As an intern, thrown headlong into unglamorous but crucial drudgery, one tends to acquire by osmosis all manner of banal trivia and curiosa.
This mostly involves coffee preferences and food allergies, but it can extend to otherwise pointless technical ephemera … such as the cost and practicality of internet-based media delivery technologies.
Glen Frost’s suggestion that the ABC could withstand a 25% cut based on the cost of transmission is neat, plausible — and wrong. It’s also a fundamentally illogical way to bust the “myth” that the ABC needs more funding.
The ABC’s transmission costs of just under $200 million (2013 figures) are fully funded by the government, and regarded as non-discretionary. It’s highly unlikely that any savings in transmission would flow into base funding, of which only a proportion is programming. Government would snap that up in a jiffy.
While cuts to transmission costs won’t satisfy the ABC’s hunger for base funding, they might satisfy government bloodlust for broader cuts, which in turn may provide some form of moral protection for existing base funding.
But how much will Frost’s magic internet pixie dust help? Can it, as he suggests, cut 100% of the transmission costs, allowing a 25% cut to the ABC budget? Of course not.
As Big Bear (managing director Mark Scott) has stated, “there is no marginal cost in extra TV or radio viewers, but each extra online user does mean an additional cost”.
Let’s put some numbers on that. At $200 million per annum for transmission, an ABC “broadcast hour” costs about $22,800. That’s everything — multiple television channels, all of radio, across the entire country — regardless of the number of viewers or listeners. At iView quality, the ABC News/7.30 hour weighs in at 278 megabytes, or about a third of what you can fit on a CD-ROM. Based on Glenn Dyer’s TV ratings report for Monday, more than 1 million viewers watching that hour of television would require the transfer of 327 terabytes over the internet.

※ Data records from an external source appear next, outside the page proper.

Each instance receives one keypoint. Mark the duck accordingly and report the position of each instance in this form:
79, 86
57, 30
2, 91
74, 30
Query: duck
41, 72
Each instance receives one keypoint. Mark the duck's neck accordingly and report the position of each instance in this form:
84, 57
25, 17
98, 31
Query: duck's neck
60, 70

Pricing that is difficult. ABC uses the eye-wateringly expensive Akamai for content distribution, and those numbers are not publicly available. The ABC could spend big on its own data networks and peering, but that would come with all manner of additional costs.
For the purpose of this exercise, I’ll use the relatively inexpensive Amazon Web Services price for data transfer, as it’s publicly available and a handy competitive guide. At AWS prices, the online-only ABC News/7.30 hour would cost about $50,000, more than double the cost of broadcast transmission. You can double it again if you want a viewing experience approaching broadcast television quality.

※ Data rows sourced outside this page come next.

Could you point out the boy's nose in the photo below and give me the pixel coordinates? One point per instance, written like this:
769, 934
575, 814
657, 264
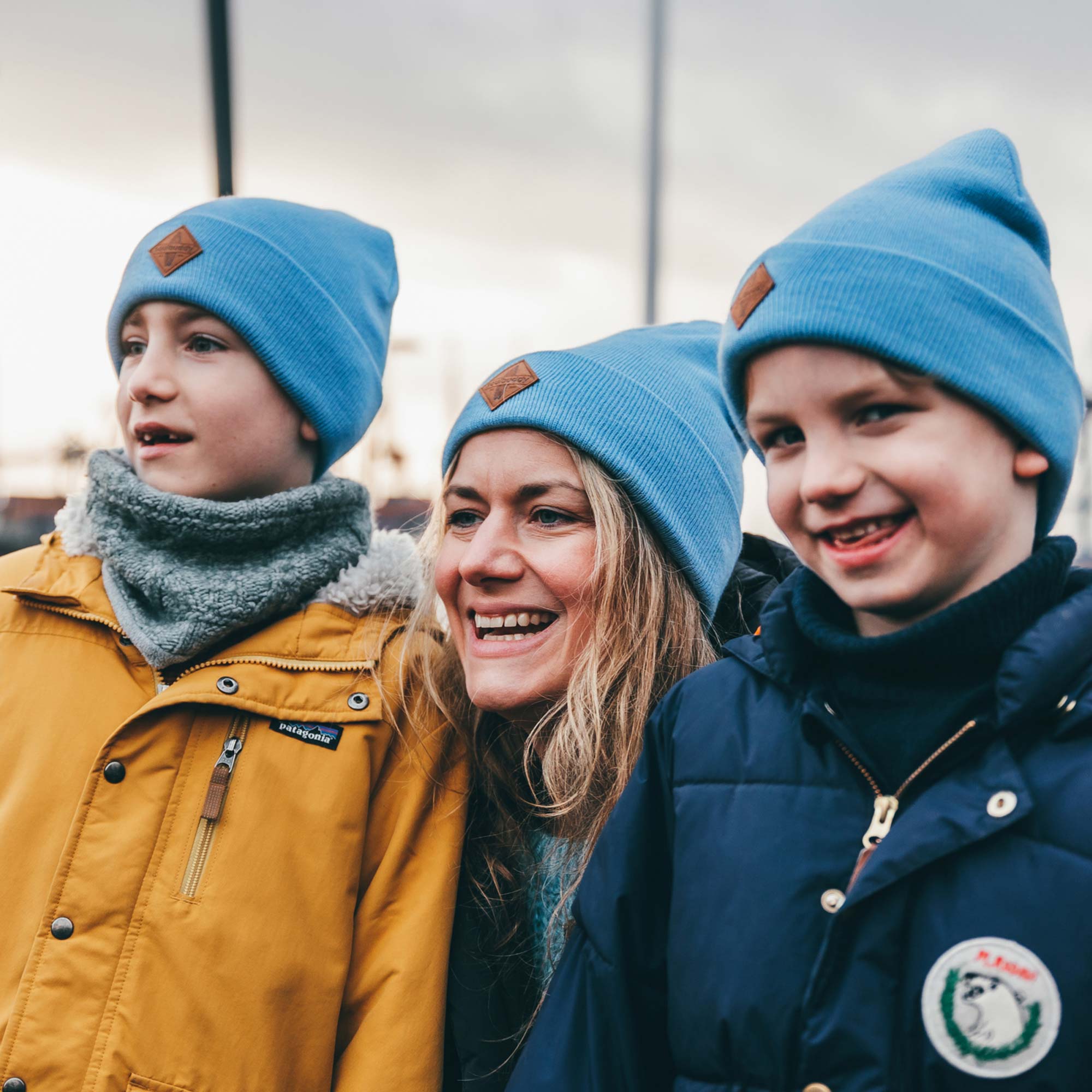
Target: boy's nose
152, 378
493, 554
830, 478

Now, it’s true that not every hour of ABC television has more than 1 million viewers. But even an average of 100,000 viewers for every hour of the year, at iView quality, would cost double that of broadcast transmission.

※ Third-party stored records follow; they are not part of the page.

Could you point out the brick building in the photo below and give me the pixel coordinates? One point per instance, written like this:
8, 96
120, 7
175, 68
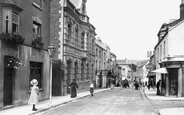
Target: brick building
75, 36
24, 38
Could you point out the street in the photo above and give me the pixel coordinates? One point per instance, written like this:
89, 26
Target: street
114, 102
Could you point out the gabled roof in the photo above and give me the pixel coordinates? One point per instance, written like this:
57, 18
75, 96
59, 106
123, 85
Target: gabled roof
125, 62
7, 1
76, 3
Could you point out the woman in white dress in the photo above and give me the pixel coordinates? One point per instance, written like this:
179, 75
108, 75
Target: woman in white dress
33, 99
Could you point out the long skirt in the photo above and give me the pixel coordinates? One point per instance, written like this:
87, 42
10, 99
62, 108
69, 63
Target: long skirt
73, 92
91, 91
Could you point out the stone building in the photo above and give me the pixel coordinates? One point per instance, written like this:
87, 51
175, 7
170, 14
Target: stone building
24, 38
75, 36
101, 63
169, 56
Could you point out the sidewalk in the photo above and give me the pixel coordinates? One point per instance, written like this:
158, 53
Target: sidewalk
44, 105
151, 95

What of Frost’s suggestion that the ABC put everything on YouTube? Google is an advertising company, not a charity. It may well be a more ferocious enemy of public broadcasting than Murdoch.
There are opportunities to cut the transmission costs of the ABC and SBS, but naive calls to put everything online don’t solve real problems for the ABC, the government, or most importantly, the audience.
As previous reviews have shown, the ABC operates with the efficiency of a marathon runner: it gets the job done, but is eating away at itself in the process.
If we want our ABC to be sustainably creative, innovative, and capable, it deserves more funding.